We propose a novel two-stage detection method, D2Det, that collectively addresses both precise localization and accurate classification. For precise localization, we introduce a dense local regression that predicts multiple dense box offsets for an object proposal. Different from traditional regression and keypoint-based localization employed in two-stage detectors, our dense local regression is not limited to a quantized set of keypoints within a fixed region and has the ability to regress position-sensitive real number dense offsets, leading to more precise localization. The dense local regression is further improved by a binary overlap prediction strategy that reduces the influence of background region on the final box regression. For accurate classification, we introduce a discriminative RoI pooling scheme that samples from various sub-regions of a proposal and performs adaptive weighting to obtain discriminative features.

Installation

Please refer to INSTALL.md of mmdetection.

Train and Inference

Please use the following commands for training and testing by single GPU or multiple GPUs.

Train with a single GPU
python tools/train.py ${CONFIG_FILE}
Train with multiple GPUs
./tools/dist_train.sh ${CONFIG_FILE} ${GPU_NUM} [optional arguments]
Test with a single GPU
python tools/test.py ${CONFIG_FILE} ${CHECKPOINT_FILE} [--out ${RESULT_FILE}] [--eval ${EVAL_METRICS}] [--show]
Test with multiple GPUs
./tools/dist_test.sh ${CONFIG_FILE} ${CHECKPOINT_FILE} ${GPU_NUM} [--out ${RESULT_FILE}] [--eval ${EVAL_METRICS}]

Results

We provide some models with different backbones and results of object detection and instance segmentation on MS COCO benchmark.

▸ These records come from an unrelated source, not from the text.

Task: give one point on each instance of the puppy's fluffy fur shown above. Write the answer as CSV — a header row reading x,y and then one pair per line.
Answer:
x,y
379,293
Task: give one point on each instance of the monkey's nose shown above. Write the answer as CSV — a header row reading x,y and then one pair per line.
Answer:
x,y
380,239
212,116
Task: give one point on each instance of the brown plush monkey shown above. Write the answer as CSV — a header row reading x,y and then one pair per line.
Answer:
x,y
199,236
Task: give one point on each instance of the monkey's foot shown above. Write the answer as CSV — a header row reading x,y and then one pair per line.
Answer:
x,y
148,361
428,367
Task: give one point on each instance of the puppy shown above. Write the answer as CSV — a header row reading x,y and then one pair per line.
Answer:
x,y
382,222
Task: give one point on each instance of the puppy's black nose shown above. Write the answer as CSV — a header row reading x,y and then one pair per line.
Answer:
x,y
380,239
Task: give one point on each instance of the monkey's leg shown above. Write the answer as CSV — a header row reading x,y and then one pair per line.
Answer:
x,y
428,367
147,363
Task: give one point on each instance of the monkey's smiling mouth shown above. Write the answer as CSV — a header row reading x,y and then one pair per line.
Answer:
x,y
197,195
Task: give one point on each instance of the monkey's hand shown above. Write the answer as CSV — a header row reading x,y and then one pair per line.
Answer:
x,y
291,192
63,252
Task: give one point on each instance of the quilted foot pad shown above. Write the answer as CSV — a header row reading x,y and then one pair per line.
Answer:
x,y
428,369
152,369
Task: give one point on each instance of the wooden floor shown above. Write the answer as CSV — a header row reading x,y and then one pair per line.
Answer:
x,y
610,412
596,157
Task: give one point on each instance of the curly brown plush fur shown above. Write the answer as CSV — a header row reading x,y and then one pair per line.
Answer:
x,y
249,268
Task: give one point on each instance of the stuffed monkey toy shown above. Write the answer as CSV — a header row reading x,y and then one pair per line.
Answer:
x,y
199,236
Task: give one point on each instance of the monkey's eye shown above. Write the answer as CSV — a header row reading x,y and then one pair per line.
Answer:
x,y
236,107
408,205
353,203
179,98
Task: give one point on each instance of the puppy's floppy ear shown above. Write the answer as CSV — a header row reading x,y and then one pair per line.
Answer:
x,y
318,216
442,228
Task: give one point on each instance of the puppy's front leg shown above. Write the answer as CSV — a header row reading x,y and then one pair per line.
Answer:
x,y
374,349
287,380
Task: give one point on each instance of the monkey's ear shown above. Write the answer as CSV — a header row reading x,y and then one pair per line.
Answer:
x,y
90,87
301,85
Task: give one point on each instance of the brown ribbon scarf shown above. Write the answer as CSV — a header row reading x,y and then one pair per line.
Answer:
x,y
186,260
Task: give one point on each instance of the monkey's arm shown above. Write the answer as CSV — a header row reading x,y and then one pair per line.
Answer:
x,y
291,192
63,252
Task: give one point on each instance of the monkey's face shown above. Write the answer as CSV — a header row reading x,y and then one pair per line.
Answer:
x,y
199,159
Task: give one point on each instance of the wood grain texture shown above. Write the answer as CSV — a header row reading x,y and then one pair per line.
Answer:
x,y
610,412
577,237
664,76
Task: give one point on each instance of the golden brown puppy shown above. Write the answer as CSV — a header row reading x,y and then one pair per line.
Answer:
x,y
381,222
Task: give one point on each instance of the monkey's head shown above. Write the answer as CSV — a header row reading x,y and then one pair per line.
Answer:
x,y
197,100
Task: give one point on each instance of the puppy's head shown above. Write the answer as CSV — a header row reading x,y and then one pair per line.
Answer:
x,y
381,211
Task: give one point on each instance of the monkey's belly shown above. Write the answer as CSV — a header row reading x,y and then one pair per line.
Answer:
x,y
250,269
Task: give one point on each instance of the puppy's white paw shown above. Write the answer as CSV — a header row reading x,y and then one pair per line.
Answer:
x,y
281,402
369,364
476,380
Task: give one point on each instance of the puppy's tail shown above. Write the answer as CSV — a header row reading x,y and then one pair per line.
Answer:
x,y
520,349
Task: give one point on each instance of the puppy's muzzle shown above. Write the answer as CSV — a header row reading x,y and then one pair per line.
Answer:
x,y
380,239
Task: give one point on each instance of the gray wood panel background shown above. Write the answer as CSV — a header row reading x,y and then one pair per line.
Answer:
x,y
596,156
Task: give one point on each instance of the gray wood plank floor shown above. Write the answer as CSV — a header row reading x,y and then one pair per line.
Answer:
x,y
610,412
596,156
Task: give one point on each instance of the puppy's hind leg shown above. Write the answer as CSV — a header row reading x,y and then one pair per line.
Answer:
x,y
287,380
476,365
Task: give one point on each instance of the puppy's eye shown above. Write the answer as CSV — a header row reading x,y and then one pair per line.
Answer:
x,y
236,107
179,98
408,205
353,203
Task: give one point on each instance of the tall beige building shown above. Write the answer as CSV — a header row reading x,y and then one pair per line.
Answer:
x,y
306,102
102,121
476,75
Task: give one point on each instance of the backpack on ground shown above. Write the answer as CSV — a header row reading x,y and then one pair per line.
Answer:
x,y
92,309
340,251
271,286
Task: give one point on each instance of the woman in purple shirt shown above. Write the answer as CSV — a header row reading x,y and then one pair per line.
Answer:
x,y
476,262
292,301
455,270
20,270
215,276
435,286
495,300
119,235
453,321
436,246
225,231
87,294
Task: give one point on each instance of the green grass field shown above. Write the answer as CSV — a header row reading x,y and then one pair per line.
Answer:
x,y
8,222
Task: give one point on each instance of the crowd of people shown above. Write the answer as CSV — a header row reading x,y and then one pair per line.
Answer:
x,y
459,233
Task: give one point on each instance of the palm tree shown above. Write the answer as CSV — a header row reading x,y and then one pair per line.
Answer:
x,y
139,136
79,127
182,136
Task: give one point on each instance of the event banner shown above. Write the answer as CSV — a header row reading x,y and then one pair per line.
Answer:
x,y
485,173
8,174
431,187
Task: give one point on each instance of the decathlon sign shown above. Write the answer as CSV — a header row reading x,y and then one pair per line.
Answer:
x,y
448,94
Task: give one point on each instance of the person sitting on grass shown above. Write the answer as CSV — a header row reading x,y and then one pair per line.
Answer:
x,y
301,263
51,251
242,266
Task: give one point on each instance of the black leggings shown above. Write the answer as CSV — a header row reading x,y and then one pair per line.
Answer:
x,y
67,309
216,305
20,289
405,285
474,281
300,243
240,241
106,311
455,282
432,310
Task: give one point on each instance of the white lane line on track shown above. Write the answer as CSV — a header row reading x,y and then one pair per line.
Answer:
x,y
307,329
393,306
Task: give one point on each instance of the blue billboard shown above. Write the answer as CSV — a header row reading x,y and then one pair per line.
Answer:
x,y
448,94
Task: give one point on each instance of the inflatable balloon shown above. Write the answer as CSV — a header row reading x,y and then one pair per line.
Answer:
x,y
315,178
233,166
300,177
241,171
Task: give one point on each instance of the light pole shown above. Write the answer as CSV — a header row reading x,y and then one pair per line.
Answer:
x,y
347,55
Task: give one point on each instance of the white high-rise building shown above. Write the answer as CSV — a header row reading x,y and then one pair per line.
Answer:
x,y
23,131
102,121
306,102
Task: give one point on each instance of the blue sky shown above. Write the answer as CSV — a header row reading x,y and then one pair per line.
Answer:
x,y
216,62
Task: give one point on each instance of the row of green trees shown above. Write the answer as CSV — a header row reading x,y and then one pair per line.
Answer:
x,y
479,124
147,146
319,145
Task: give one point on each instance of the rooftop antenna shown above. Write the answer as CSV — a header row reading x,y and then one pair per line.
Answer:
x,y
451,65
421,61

name backbone iteration task validation test-dev download
D2Det ResNet50 24 epoch object detection 43.7 (box) 43.9 (box) model
D2Det ResNet101 24 epoch object detection 44.9 (box) 45.4 (box) model
D2Det ResNet101-DCN 24 epoch object detection 46.9 (box) 47.5 (box) model
D2Det ResNet101 24 epoch instance segmentation 39.8 (mask) 40.2 (mask) model
  • All the models are based on single-scale training and all the results are based on single-scale inference.

Ciatation

If the project helps your research, please cite this paper.

@misc{Cao_D2Det_CVPR_2020,
  author =       {Jiale Cao and Hisham Cholakkal and Rao Muhammad Anwer and Fahad Shahbaz Khan and Yanwei Pang and Ling Shao},
  title =        {D2Det: Towards High Quality Object Detection and Instance Segmentation},
  journal =      {Proc. IEEE Conference on Computer Vision and Pattern Recognition},
  year =         {2020}
}

Acknowledgement

Many thanks to the open source codes, i.e., mmdetection and Grid R-CNN plus.